Performance (4/5): The Conway AP-1512HH excels in its primary mission: improving indoor air quality. Its True HEPA filter efficiently captures particles as small as 0.3 microns, effectively reducing allergens and contaminants. The UV-C light adds an extra layer of protection against germs and bacteria. It’s especially suitable for allergy sufferers and pet owners.

Comparison to Similar Air Purifiers:

  1. Coway AP-1512HH vs. Levoit LV-H132:
    • The Levoit LV-H132 is a compact and budget-friendly air purifier. It has a smaller coverage area (129 square feet), making it ideal for small rooms or offices. However, it lacks the comprehensive 4-stage filtration system of the Coway AP-1512HH and doesn’t have a UV-C light. If you’re on a budget and have a smaller space, the Levoit is a decent choice, but the Coway offers more comprehensive filtration and coverage.
  2. Coway AP-1512HH vs. Honeywell HPA300:
    • The Honeywell HPA300 is a powerful air purifier with a CADR of 300 for dust, pollen, and smoke, making it suitable for larger rooms (up to 465 square feet). It features a True HEPA filter and a turbo setting for quick purification. However, it is bulkier and noisier compared to the Coway AP-1512HH. If you need a purifier for a larger space and don’t mind the size and noise, the Honeywell is a strong contender, but the Coway offers better noise levels and a more compact design.
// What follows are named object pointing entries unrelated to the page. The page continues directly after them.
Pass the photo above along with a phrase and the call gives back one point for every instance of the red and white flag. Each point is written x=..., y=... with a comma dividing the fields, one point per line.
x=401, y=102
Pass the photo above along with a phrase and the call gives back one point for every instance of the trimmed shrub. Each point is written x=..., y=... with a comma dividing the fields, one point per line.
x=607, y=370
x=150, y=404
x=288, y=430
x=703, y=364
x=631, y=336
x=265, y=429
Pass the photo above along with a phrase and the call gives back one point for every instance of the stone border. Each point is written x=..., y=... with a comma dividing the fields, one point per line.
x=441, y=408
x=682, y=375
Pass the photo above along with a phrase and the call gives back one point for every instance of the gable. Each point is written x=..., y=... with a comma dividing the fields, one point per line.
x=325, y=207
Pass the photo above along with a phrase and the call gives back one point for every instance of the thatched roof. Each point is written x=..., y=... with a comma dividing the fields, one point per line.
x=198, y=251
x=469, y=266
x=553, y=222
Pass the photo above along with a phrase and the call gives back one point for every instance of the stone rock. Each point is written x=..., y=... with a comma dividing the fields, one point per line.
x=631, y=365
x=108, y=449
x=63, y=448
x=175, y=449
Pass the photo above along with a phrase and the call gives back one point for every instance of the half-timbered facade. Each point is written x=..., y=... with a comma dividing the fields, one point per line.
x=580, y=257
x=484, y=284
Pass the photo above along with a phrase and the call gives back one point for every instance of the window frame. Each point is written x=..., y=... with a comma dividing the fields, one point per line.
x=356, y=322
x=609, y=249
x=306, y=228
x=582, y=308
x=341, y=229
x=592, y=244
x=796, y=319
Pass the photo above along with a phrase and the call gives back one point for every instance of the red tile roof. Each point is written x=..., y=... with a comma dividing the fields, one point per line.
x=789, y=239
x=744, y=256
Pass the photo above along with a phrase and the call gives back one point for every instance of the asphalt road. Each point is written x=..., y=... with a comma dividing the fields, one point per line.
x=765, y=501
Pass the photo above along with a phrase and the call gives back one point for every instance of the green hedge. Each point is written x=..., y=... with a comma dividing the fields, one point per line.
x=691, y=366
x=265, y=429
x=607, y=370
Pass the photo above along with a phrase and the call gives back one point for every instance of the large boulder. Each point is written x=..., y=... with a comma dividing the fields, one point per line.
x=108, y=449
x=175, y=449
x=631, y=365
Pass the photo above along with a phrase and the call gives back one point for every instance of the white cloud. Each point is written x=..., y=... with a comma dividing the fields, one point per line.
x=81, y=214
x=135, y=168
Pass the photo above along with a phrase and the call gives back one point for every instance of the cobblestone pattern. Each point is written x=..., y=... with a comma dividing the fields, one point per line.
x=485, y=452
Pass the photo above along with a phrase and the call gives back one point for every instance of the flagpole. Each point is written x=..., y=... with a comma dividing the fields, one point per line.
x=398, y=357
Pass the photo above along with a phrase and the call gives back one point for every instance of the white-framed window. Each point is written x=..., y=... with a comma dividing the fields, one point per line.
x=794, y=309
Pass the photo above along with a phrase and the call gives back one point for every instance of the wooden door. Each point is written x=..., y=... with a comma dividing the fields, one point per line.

Conclusion: The Conway AP-1512HH Air Purifier impresses with its efficient 4-stage filtration system and a balanced set of features. It’s a solid choice for medium-sized rooms, offering quiet operation and good air quality improvement. When compared to similar air purifiers, it competes favorably in terms of performance and features. However, your choice ultimately depends on your specific room size and filtration needs.